Liberty Valance is the main antagonist in the short story and feature film, The Man Who Shot Liberty Valance. He was a sadistic and violent Old West outlaw, a holy terror to the town of Shinbone, and the ruthless leader of an outlaw gang. Played by Lee Marvin in the film version, the only man he feared was rancher Tom Doniphon, played by John Wayne. Liberty began to torment newcomer and lawyer Ransom Stoddard, played by Jimmy Stewart. This conflict drives Stoddard to seek to confront Liberty, which Doniphon knows is a fool's quest for the shaky Easterner. Liberty is portrayed as being an almost mystically good shot.
A memorable song, composed by songwriting legends Hal David and Burt Bacharach, and originally sung by Gene Pitney, was made for but not used in the film itself, though it followed closely enough that it is associated with the story.

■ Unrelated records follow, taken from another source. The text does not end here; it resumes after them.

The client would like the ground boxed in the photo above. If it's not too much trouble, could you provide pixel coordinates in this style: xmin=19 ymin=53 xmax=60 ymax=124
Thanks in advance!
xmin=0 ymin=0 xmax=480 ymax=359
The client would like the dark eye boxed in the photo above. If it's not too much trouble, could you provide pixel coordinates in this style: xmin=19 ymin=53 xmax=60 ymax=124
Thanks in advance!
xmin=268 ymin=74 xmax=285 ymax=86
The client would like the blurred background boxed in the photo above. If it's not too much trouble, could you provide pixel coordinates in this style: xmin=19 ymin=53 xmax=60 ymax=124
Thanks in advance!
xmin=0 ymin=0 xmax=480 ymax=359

In an unnamed Western US territory moving towards statehood in the late 1800s, the stagecoach carrying Eastern lawyer Ransome Stoddard was robbed by a delinquent gang of troublesome hoodlums led by Liberty Valance, who also beat Stoddard within an inch of his life. Nursed back to health by a restaurateur and his family, Stoddard finds twin dilemmas: Shinbone, with an ineffectual marshal and large ranchers in effect making their own law, needs his services desperately, yet a man like Liberty Valance can only be taken down by the same sort of violence that is the outlaw's stock and trade. Small rancher Tom Doniphon tries to convince a disgusted Stoddard of this hard fact of their existence, a lesson made all the harder by the rivalry between Stoddard and Doniphon for Hallie, the daughter of the restaurant owner. In the meantime, Liberty's sadism grows, as does his ambition, proposing to the large ranchers that they make him their representative for seeking statehood, so that it will occur under their terms, with a governor as ineffectual as Shinbone's Marshal. Stoddard and Doniphon gradually learn a grudging respect for each other, and for each other's ways. Doniphon is repulsed by what he sees (sometimes rightfully) as Stoddard's weak-kneed naivete, but also sees that the freedom of the Old West that he so loves has also bred men like Liberty and by extension, the large ranchers who are almost as much outlaw as Valance.
Stoddard's efforts to get the townspeople to stand up to Liberty end in violent disaster for those few willing to do so, forcing Stoddard to take up arms and call Liberty out for a showdown he cannot possibly win. Yet, as Liberty openly mocks Stoddard and his ham-handed efforts to use a weapon, it seems that the wounded Stoddard gets off a shot that kills Liberty. The townspeople proclaim him a hero, and Valance's outlaw gang is hunted down and dispersed. Despite the efforts of the ranchers to make a defamatory statement about Stoddard's feat and make Liberty some kind of martyr, statehood is pursued on favorable terms to the common people of the area. Stoddard is immensely remorseful for having killed a man, so he almost refuses to join in the fight he started, until he is pulled aside by Doniphon. He reveals to Stoddard that all of his shaky shots at the showdown went wild, and never even touched Liberty. It was Doniphon, aided by his employee Pompey, who stood in the shadows with a rifle and timed a shot to match Stoddard's shots, and that it was Doniphon who shot Liberty. When Stoddard asks why Doniphon let him have the credit, Doniphon tells him that the people need him, and so does Hallie. Doniphon lives the rest of his life bitter and alone, while Stoddard goes on to be governor of the new state, Senator, and later Ambassador to Britain. Still haunted by the lie that set him up, Stoddard decades later attempts to tell the truth to a newspaper in Shinbone, but the editor and reporter refuse to disrupt the legend that effectively made that area what it now was.
Just as the story depicts a dying Old West, the feature film was really the last of the great Westerns, with Director John Ford overseeing an at times savage deconstruction of the genre that had done so much for himself, Wayne, and to a lesser extent, Stewart. Tom Doniphon actually has much more in common with Liberty than he ever would with Stoddard, but sees that the way of life they love is going away no matter what they do, and that Stoddard, who he mostly cannot stand, is the way of the future. Liberty is always a dishonorable outlaw villain, and he is taken down by a method that was often the true way outlaws were dealt with. His alleged killer is a man who must rise to that legend, while his real killer is no saint, merely an immensely practical man. At times, Liberty seems almost mentally ill, with some of his gang trying to hold him back from some of his wilder and rambunctious antics. In the original short story, he is less of an outlaw icon, his importance growing in the mind of the humiliated Stoddard, who in both versions, shows signs of settling a grudge more than seeking justice. Stewart here is neither George Bailey nor Mister Smith; Wayne is extremely gruff and sometimes unlovable; Lee Marvin is very nearly a conscienceless psychopath and not a hard-living funster. Liberty Valance's last victim was the classic screen Western, and the modern type is the child he left behind.